Marisol dio un paso al frente.

Pero antes de tocar la raíz, algo tembló bajo la tierra. El Tule gritó. No fue un sonido. Fue una vibración que les atravesó los huesos. La grieta se cerró de golpe. La sangre desapareció. Las raíces se recogieron como látigos. Las luces del parque se encendieron.

Y el silencio volvió.

Marisol cayó de rodillas.

El frasco de Édgar se rompió.

El cuaderno de Zoe se cerró por sí solo.

La luna se volvió blanca.

Días después, los tres se sentaron por fin a hablar. Lo hicieron en el invernadero, bajo la mirada inmóvil de las flores.

—¿Qué fue eso? —preguntó Zoe, con voz quebrada.

—Algo que quiso despertar —dijo Édgar—. Y que nos usó para crecer.
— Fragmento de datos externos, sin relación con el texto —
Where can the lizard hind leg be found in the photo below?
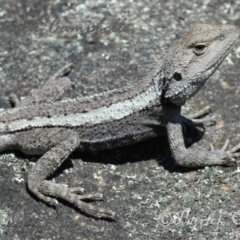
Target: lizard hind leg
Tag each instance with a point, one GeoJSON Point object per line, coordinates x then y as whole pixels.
{"type": "Point", "coordinates": [47, 191]}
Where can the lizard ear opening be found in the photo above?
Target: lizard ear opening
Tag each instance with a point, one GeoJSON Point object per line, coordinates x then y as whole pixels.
{"type": "Point", "coordinates": [177, 76]}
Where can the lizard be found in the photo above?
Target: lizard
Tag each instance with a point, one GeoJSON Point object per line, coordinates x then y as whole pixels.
{"type": "Point", "coordinates": [45, 124]}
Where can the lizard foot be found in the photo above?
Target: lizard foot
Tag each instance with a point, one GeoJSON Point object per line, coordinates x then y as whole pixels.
{"type": "Point", "coordinates": [75, 196]}
{"type": "Point", "coordinates": [227, 156]}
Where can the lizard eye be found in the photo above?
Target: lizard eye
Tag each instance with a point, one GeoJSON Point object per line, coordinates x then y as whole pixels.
{"type": "Point", "coordinates": [199, 48]}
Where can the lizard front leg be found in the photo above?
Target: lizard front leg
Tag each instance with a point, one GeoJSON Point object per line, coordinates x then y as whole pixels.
{"type": "Point", "coordinates": [62, 142]}
{"type": "Point", "coordinates": [196, 157]}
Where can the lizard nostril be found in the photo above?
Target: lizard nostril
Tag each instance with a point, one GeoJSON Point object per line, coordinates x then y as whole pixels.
{"type": "Point", "coordinates": [177, 76]}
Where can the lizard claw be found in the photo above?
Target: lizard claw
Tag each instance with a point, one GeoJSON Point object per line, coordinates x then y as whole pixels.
{"type": "Point", "coordinates": [227, 156]}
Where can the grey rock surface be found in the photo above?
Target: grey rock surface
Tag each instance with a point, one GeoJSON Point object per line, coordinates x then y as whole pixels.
{"type": "Point", "coordinates": [153, 198]}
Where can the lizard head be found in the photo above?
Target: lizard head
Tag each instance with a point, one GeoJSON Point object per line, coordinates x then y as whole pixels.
{"type": "Point", "coordinates": [194, 58]}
—¿Creció? —preguntó Marisol.

Édgar asintió.

—No todo lo que crece florece. A veces solo espera. A veces se entierra más hondo.
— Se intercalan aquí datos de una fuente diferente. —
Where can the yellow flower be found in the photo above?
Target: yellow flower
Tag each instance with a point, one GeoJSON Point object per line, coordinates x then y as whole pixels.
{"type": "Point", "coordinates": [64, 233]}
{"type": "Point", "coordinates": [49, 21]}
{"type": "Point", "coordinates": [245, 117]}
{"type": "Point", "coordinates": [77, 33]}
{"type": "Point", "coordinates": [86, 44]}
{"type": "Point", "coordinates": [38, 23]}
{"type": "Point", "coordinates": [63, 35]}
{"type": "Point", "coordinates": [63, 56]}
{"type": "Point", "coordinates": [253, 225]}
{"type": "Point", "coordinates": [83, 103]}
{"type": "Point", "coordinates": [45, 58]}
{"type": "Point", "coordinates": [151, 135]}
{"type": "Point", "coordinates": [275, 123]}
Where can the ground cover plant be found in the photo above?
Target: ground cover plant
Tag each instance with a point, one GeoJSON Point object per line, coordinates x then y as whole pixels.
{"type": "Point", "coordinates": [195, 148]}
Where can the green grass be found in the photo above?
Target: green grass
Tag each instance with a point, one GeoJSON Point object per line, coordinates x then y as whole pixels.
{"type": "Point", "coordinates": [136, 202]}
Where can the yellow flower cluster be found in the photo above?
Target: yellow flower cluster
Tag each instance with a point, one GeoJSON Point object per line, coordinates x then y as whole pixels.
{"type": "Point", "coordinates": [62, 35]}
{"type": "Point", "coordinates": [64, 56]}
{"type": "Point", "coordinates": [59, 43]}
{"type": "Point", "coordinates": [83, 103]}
Zoe sacó el cuaderno. Había una nueva página escrita, que ninguno recordaba haber visto antes. En ella, con la misma letra antigua, se leía:

“Ya no quedan flores por abrir. Ahora, solo quedan semillas.”

A las afueras del Barrio El Tule, en la Colonia El Fresno, un niño cavaba con una pala oxidada en el jardín de su abuela. Su perro había desenterrado una caja de madera. Al abrirla, el niño encontró algo pequeño, envuelto en trapo húmedo.

Una semilla negra.

Palpitaba.

Y entonces, desde la tierra húmeda, algo lo llamó por su nombre.